Kostenplan

= Auflistung der zuschussfähigen Personal-, Sach- und Verwaltungskosten, die zur Projektrealisierung notwendig sind

Die Erstellung eines aussagekräftigen Kostenplans ist Grundlage zur Ermittlung der förderfähigen Kosten und somit Grundvoraussetzung einer jeden EU-Fördermittelbeantragung.

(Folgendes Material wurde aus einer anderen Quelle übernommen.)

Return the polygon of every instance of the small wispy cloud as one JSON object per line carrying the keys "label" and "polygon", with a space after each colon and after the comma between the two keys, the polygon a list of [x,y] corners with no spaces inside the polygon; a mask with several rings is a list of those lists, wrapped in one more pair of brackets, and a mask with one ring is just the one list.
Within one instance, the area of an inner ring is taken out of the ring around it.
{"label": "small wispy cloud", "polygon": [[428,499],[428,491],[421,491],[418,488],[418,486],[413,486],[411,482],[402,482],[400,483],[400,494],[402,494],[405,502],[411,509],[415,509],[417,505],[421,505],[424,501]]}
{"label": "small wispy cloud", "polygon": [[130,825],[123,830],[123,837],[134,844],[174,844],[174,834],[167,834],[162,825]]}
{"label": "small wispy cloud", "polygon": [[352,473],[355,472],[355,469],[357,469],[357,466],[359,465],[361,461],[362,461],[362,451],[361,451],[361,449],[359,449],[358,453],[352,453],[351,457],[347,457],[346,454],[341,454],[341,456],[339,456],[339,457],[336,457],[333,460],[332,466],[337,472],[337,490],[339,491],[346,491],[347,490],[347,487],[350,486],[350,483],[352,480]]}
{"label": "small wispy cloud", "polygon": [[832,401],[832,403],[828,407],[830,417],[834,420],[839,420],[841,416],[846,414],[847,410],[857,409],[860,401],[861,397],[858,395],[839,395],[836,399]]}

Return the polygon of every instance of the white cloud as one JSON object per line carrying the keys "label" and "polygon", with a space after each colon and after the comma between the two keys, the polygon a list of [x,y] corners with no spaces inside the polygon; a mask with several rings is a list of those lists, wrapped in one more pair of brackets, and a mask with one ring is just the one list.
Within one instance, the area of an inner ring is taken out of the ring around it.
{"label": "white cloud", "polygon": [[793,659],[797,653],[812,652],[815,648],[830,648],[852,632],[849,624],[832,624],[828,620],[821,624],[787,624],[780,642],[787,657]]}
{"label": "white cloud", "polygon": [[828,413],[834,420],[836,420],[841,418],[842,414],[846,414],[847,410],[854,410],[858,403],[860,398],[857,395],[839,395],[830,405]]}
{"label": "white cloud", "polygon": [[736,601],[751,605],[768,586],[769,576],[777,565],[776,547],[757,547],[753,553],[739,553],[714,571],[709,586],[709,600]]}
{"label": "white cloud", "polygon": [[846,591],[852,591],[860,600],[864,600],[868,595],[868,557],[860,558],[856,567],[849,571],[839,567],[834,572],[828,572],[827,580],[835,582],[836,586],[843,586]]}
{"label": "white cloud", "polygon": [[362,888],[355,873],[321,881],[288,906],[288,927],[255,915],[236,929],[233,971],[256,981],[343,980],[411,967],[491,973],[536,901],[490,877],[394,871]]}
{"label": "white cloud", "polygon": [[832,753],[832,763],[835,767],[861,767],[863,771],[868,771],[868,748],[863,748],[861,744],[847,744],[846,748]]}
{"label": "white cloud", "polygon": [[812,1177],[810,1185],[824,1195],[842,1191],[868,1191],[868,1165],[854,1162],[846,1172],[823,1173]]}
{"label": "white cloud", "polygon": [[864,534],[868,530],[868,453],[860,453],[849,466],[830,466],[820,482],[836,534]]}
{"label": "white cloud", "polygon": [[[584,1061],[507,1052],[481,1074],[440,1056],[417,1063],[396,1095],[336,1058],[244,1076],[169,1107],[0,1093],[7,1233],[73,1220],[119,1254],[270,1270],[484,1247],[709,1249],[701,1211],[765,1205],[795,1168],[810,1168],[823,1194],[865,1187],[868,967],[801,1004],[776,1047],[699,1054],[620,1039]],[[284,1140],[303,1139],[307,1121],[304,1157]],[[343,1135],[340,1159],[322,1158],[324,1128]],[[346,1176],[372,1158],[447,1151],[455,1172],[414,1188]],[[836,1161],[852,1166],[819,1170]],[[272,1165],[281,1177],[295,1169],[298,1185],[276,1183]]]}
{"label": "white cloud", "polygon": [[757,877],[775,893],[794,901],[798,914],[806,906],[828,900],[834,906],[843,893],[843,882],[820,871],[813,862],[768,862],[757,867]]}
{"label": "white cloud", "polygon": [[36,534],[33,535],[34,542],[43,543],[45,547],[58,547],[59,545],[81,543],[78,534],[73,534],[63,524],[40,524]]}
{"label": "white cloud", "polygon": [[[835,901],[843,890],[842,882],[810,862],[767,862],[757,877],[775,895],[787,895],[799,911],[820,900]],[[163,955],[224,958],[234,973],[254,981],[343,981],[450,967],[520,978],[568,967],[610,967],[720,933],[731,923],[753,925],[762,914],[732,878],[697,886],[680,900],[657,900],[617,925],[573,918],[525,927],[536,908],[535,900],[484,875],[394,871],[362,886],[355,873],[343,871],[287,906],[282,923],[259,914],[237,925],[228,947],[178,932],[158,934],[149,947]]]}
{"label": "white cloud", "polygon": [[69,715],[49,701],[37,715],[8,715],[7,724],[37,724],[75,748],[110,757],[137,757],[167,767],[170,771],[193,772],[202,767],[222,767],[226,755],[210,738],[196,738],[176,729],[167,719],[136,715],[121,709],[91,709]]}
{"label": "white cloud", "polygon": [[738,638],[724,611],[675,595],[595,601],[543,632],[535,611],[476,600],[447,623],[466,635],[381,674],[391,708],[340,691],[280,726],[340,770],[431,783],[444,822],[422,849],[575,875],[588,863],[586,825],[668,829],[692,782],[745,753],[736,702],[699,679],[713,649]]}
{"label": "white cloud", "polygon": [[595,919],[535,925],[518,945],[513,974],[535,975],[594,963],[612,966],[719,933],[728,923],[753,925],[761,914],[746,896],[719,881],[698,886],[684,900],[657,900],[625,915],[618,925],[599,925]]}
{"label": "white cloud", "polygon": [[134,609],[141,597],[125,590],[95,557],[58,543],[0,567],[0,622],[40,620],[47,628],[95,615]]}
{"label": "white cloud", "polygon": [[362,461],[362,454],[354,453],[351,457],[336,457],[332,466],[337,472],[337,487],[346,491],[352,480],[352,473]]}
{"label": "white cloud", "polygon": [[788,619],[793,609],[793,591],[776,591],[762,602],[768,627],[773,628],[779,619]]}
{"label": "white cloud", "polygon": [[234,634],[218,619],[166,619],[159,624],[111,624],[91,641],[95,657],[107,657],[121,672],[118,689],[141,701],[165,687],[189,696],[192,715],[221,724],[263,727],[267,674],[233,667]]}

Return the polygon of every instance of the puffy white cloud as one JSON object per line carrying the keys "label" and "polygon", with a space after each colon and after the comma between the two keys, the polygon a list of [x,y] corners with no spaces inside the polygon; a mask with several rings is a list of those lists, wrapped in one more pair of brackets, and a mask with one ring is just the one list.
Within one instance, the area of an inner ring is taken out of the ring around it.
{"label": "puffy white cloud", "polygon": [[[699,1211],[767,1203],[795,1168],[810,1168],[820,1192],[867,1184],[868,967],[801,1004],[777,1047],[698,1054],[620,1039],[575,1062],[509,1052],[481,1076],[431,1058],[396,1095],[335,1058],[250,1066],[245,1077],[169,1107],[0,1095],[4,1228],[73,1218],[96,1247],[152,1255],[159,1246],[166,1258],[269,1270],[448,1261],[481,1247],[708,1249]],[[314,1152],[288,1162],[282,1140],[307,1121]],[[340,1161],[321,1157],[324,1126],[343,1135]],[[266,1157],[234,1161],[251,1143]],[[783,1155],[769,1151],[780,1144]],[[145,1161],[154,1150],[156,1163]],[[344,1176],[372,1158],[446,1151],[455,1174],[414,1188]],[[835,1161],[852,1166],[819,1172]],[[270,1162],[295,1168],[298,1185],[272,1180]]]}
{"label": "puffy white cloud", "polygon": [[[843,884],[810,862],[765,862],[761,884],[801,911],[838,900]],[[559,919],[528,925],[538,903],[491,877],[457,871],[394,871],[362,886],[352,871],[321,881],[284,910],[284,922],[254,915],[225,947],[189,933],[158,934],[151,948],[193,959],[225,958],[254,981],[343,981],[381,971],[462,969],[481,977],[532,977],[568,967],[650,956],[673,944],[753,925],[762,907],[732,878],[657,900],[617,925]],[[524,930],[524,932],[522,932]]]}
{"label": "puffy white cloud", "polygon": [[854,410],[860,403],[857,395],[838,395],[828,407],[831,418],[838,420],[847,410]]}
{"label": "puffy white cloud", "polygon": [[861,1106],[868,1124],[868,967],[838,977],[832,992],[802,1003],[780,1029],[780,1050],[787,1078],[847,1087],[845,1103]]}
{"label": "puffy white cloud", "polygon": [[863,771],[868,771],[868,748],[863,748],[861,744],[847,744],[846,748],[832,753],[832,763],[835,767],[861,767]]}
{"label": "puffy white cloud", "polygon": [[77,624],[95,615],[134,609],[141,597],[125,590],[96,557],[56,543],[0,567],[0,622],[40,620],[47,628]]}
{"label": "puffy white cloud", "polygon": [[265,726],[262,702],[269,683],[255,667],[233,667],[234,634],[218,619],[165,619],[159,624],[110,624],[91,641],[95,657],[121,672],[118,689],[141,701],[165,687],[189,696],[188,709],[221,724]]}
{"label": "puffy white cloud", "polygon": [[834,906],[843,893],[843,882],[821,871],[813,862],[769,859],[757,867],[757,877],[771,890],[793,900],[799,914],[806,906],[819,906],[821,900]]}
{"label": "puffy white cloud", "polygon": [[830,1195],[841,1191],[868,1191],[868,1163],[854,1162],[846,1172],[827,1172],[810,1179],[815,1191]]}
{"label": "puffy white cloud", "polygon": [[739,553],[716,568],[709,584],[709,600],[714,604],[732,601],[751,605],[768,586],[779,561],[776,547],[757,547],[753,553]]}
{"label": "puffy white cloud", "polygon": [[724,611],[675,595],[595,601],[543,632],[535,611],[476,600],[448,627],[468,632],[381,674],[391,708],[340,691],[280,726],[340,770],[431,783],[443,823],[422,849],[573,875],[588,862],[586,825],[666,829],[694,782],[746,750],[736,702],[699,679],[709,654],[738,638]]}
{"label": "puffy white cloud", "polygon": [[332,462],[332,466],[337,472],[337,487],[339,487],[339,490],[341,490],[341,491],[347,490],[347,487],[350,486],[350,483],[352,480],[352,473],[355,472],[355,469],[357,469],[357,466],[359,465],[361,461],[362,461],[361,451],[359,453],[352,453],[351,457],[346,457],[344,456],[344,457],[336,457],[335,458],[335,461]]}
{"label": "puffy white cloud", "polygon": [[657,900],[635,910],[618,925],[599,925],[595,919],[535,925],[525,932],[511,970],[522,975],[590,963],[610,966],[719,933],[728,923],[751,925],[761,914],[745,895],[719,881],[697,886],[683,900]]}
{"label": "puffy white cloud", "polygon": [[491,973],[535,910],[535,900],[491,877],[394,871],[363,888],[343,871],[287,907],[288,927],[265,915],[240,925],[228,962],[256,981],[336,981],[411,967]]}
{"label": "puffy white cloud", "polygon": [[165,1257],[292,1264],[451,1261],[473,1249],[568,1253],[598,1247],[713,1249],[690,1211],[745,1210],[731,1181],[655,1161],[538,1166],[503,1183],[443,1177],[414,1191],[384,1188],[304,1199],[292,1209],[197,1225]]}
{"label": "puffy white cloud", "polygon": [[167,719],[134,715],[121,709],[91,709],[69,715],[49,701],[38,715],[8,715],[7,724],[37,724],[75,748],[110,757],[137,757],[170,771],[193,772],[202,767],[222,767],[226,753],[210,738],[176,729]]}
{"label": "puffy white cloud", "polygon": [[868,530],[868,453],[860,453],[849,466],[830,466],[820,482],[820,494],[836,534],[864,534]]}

Der Kostenplan besteht im Wesentlichen aus:

  • Personalkosten
    (Kosten für Projektmanagement- und Netzwerkmanagement, (wissenschaftliche) Begleitung, Übersetzer, extern hinzugezogene IT-Fachleute, in "Mann-Tagen" gerechnet)
  • Verbrauchgüter / Ausstattung
    (Kosten für geringwertige Wirtschaftsgüter, Miete, Pacht, Leasingraten, AfA, Ausstattungsgegenstände, Verbrauchsmaterialien in projektbezogenem Rahmen)
  • Verwaltungskosten
    (Kosten für Versicherungen, Internet-, Post-, Telefon- und Faxgebühren, Computersoftware, Druck)

Bei der Aufstellung des Kostenplans dürfen nur zuwendungsfähige Posten erscheinen. Die Kosten müssen verhältnismäßig kalkuliert sein.

Kosten der Kooperationspartnersuche, der Projektentwicklung, Investitionskosten für Grundstücke, Anmeldung von Patent-, Marken-, Gebrauchsmusterrechten, Kredite, Anleihen und vom Projekt unabhängige, laufende Verwaltungskosten sind nicht zuwendungsfähig.